Steele and Stone are quick to point out that chill haze does not have a taste, but it is still not something they want to see in their beer. Chill haze disappears as the beer warms, but another type of haze remains permanent and throws a new twist into the discussion of beer’s clarity: hop haze.
Hop haze is a permanent haze brought on by aggressive dry-hopping. We are in the midst of an unabashed hop-craze. American India pale ales (IPAs) are all the rage, and brewers clamor to get their hands on the latest en vogue hop. However, the addition of more and more hops can have repercussions on clarity — and some brewers, as well as their hop-head fans, are OK with that.
In a discussion of turbidity on the Drop-In Brewing Co. blog, Steve Parkes explained that when heavy hops become a point of pride, some brewers forego methods for reducing hop haze, such as filtration, additives, or centrifuges.
“[T]here are those who feel that delivering an undiluted, overwhelming hop experience is their intent, and who refuse to compromise that experience in return for clarity,” Parkes wrote.
So what’s the big deal? Some beers are supposed to be cloudy, some are cloudy because of ingredients like hops, and some are cloudy for other reasons that don’t even affect taste—at least not immediately.

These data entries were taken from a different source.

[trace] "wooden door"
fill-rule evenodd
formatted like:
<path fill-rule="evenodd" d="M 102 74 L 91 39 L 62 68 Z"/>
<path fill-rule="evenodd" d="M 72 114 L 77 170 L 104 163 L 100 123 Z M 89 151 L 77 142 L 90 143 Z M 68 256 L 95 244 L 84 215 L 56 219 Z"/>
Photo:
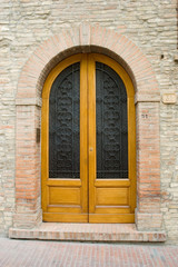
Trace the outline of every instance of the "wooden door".
<path fill-rule="evenodd" d="M 122 67 L 95 53 L 59 63 L 42 92 L 43 220 L 134 222 L 135 131 Z"/>

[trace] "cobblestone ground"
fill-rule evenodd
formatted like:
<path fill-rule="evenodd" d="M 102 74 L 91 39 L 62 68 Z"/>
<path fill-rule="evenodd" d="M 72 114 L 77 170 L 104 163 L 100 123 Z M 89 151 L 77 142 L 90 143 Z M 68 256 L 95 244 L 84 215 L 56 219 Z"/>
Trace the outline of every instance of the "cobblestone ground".
<path fill-rule="evenodd" d="M 3 267 L 177 267 L 178 246 L 87 244 L 0 238 Z"/>

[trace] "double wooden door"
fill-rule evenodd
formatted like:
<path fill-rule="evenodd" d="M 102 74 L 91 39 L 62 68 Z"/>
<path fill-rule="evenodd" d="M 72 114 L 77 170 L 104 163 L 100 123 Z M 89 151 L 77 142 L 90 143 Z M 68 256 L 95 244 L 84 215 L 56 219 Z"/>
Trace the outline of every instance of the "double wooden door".
<path fill-rule="evenodd" d="M 76 55 L 48 76 L 42 92 L 43 221 L 134 222 L 134 87 L 102 55 Z"/>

Parkes points out that “brewers who don’t filter take on the added risk that not filtering beer brings. Such as the risk of souring due to contamination, off flavors from yeast autolysis, and buttery off flavors from dirty draft lines.”
And Mitch Steele notes that haze can have longer-term issues that literally compound the situation from a visual quirk into a far more obvious flaw.
“Eventually, especially if the beer is stored refrigerated (as it should be) the haze particles will not dissolve as the beer warms, and it then becomes known as permanent haze,” Steele wrote. “Permanent haze tends to clump together in the beer and stay there. The scientific technical term for this permanent haze that clumps together is ‘floaties.’”
Seeing Haze Clearly
The visual beauty of a beer is the brewer’s best chance to make a good first impression on a potential craft beer drinker. So while certain clarity issues may not immediately affect flavor, it’s still worth giving some thought to the way a beer will look when it’s served. If the beer isn’t brewed carefully, stored properly or served quickly, haze can eventually affect flavor—and that could give someone a negative craft beer experience.
When was the last time you took a moment to really look at your beer? A brilliant color and striking foam cap are great, but one must take clarity into account to get the whole visual picture of what your taste buds and olfactory senses will soon experience.
Ultimately, you are the final judge of how clarity affects your overall perception of a beer. I’ve had exceptional beers that were cloudier than a thunderhead, and crystal-clear beers that I wouldn’t want to order again.
Remember to take clarity and other visual clues as just that: clues, but not the whole truth. Make sure to pay attention to the beer as a complete package. Every beer fan decides for themselves what is acceptable and what is not. Understanding why your beer is cloudy will not only help you evaluate beer better, but to evaluate beer like a brewer.